Questo aggiornamento è perfettamente in linea con il progetto del BFC – British Fashion Council – di sostenere al massimo il sistema moda britannico e nel miglior modo possibile. Infatti, questa iniziativa si va ad aggiungere al format digitale che la London Fashion Week assumerà per i prossimi 12 mesi a partire da giugno. Ma andiamo nel dettaglio. Il premio BFC/Vogue Fashion Found è stato istituito nel 2008 con l’obiettivo di scoprire brand emergenti e svilupparne lo sviluppo economico. Tutto ciò tramite un programma di tutoraggio di un anno e un premio in denaro di £ 200.000. Lo scorso anno la vincitrice fu Grace Wales Bonner, stilista in continua ascesa nella moda uomo e donna.

Andiamo a conoscere adesso i 6 brand vincitori del BFC/Vogue fashion Found 2020.
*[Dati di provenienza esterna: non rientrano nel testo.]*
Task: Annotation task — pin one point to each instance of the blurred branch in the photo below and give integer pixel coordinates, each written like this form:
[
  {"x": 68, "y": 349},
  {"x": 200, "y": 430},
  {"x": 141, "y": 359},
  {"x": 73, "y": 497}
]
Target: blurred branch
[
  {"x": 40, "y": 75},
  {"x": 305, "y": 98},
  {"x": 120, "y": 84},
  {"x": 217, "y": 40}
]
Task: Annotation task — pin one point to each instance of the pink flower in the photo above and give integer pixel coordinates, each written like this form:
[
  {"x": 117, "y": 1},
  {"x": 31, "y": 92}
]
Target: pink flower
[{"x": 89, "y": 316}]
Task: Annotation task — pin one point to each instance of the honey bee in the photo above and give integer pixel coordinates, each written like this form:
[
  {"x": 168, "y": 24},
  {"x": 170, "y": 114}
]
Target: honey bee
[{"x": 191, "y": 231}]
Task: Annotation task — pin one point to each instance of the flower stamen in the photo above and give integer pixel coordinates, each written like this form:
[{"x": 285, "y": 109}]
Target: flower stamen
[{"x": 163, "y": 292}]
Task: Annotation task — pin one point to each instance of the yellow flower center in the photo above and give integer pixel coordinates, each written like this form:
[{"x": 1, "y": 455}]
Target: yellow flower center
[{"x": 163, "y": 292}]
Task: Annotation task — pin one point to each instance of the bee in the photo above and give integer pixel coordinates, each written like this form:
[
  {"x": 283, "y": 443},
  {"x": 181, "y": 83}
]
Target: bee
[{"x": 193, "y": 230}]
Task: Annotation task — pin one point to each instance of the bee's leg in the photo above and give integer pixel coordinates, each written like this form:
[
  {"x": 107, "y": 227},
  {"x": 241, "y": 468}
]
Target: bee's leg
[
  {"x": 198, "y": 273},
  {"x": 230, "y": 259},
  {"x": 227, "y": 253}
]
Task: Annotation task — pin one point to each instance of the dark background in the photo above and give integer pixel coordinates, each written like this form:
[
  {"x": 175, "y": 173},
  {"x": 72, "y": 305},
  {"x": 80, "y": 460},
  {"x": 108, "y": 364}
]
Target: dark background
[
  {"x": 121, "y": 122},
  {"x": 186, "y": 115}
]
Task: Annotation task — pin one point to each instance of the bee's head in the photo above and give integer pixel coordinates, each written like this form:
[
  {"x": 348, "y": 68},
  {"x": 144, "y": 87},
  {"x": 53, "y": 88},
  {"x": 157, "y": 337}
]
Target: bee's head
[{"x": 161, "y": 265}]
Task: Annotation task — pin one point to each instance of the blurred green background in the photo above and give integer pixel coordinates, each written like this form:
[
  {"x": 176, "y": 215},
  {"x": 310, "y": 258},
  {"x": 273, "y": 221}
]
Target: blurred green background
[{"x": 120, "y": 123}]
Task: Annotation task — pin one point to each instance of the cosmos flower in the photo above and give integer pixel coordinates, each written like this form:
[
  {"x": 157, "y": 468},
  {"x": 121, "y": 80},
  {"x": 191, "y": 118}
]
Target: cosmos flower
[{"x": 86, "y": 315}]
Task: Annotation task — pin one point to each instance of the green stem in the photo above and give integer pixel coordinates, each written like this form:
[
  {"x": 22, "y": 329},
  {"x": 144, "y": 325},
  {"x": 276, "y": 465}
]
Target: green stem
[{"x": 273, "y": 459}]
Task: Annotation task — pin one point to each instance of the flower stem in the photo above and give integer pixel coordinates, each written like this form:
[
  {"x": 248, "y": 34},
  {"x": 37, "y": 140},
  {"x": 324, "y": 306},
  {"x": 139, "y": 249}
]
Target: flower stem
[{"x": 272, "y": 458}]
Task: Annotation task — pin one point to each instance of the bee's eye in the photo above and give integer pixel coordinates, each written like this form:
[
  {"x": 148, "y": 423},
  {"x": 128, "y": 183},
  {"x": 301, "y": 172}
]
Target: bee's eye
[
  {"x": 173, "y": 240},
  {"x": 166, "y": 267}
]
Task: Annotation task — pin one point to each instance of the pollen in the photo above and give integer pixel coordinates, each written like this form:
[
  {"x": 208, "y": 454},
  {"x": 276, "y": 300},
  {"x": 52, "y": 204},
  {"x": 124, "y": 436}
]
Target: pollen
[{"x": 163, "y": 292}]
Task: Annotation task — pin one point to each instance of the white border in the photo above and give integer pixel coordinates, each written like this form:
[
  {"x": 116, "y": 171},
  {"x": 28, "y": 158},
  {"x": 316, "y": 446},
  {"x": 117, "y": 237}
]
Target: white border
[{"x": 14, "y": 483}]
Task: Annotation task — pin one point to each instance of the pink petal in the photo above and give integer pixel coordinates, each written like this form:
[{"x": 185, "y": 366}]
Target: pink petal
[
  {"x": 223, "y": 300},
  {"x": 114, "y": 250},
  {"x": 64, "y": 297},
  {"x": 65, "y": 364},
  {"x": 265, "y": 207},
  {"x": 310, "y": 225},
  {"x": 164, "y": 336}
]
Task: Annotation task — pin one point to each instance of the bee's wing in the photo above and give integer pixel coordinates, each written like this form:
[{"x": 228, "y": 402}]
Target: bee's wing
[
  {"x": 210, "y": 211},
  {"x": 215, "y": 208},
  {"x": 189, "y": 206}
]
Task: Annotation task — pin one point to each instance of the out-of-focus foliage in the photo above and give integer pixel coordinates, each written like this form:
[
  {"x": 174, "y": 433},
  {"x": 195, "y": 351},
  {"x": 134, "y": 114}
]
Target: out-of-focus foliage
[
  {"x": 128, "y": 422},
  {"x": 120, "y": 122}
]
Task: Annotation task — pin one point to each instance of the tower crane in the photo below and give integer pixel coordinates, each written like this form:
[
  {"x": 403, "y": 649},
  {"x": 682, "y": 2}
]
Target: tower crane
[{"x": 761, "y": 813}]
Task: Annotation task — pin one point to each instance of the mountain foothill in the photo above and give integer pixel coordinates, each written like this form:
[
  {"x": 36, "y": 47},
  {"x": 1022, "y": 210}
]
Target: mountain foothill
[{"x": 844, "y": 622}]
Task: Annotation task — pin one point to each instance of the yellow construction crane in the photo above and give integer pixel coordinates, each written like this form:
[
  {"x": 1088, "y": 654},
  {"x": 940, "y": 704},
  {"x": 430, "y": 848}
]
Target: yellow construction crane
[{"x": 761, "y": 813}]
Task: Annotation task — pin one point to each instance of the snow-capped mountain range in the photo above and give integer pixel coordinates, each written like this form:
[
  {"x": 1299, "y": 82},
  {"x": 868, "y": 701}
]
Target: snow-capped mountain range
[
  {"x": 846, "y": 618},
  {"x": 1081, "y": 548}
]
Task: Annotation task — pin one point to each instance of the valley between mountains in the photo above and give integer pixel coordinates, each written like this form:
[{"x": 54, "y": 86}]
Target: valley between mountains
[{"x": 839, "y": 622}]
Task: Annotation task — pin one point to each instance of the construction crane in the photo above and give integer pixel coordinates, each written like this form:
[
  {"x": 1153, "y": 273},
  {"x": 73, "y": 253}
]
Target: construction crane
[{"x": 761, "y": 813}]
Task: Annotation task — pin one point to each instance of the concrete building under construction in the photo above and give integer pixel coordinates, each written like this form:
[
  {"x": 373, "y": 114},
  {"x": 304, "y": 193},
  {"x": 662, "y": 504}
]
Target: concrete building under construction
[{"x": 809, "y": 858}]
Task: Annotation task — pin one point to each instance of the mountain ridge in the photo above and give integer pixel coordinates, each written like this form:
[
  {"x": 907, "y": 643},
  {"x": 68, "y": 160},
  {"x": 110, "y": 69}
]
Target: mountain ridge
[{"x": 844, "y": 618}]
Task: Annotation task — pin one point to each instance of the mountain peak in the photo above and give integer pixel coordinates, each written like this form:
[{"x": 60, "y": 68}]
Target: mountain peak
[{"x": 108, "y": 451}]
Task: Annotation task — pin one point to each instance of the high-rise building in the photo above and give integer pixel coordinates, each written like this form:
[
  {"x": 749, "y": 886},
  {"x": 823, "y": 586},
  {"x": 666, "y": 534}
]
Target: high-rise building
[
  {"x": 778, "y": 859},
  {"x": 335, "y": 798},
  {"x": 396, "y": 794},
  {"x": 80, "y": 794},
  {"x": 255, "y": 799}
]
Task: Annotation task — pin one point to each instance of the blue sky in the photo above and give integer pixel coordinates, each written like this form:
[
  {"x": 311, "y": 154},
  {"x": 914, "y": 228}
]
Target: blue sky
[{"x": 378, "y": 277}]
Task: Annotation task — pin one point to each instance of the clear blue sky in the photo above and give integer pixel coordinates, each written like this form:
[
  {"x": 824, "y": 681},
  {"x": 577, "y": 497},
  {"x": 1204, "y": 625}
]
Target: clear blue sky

La maggior parte dei brand sono familiari ai lettori di FNM poichè nel corso delle settimane della moda li abbiamo recensiti. Inoltre, alcuni di loro sono spesso nelle nostre selezioni di abiti e accessori per eventi particolari. È infatti il caso di Rejina Pyo, designer sud-coreana, apprezzatissima per i suoi capi femminili ma indossabili e pratici. Prodotti per donne reali e le loro vite impegnate.

Rejina Pyo

Continuiamo con Charles Jeffrey Loverboy, spesso paragonato a Vivienne Westwood per la sua estetica eclettica, punk e ribelle. A ciò si aggiunge fluidità di genere e ispirazione che va oltre i trend ma strettamente personale.

Charles Jeffrey Loverboy

Proseguiamo con Halpern e David Koma. Il primo ha riportato in auge lo scintillio delle pailette degli anni ’70 e del glamour dell’iconico Studio 54. Tanto da lanciare una capsule collection ad hoc con Net-a-Porter.

Halpern

Il secondo, invece, è un veterano delle passerelle. Georiano di nascita ma londinese di adozione, David Koma sfila dal 2009 ed è stato direttore creativo di Mugler dal 2013 al 2017. Conosciuto per le silhouette che fasciano il corpo e design scultoreo.

David Koma

Infine, due brand di accessori. Alighieri, recente vincitore del Premio Regina Elisabetta II, produce gioielli in maniera sostenibile nel quartiri londinese di Hatton Garden, dalle forme semplici ed eleganti.

Alighieri

Chiudiamo la carrellata dei brand vincitori del BFC/Vogue Fashion Found 2020 con Métier, che produce accessori in pelle di lusso. Fondato nel 2017 da Melissa Morris, il brand unisce funzionalità e design minimale.

Métier

Noi di FNM continueremo a seguire sia lo sviluppo di questi brand che le iniziative per promuovere in maniera innovativa designer e brand in questi tempi difficili.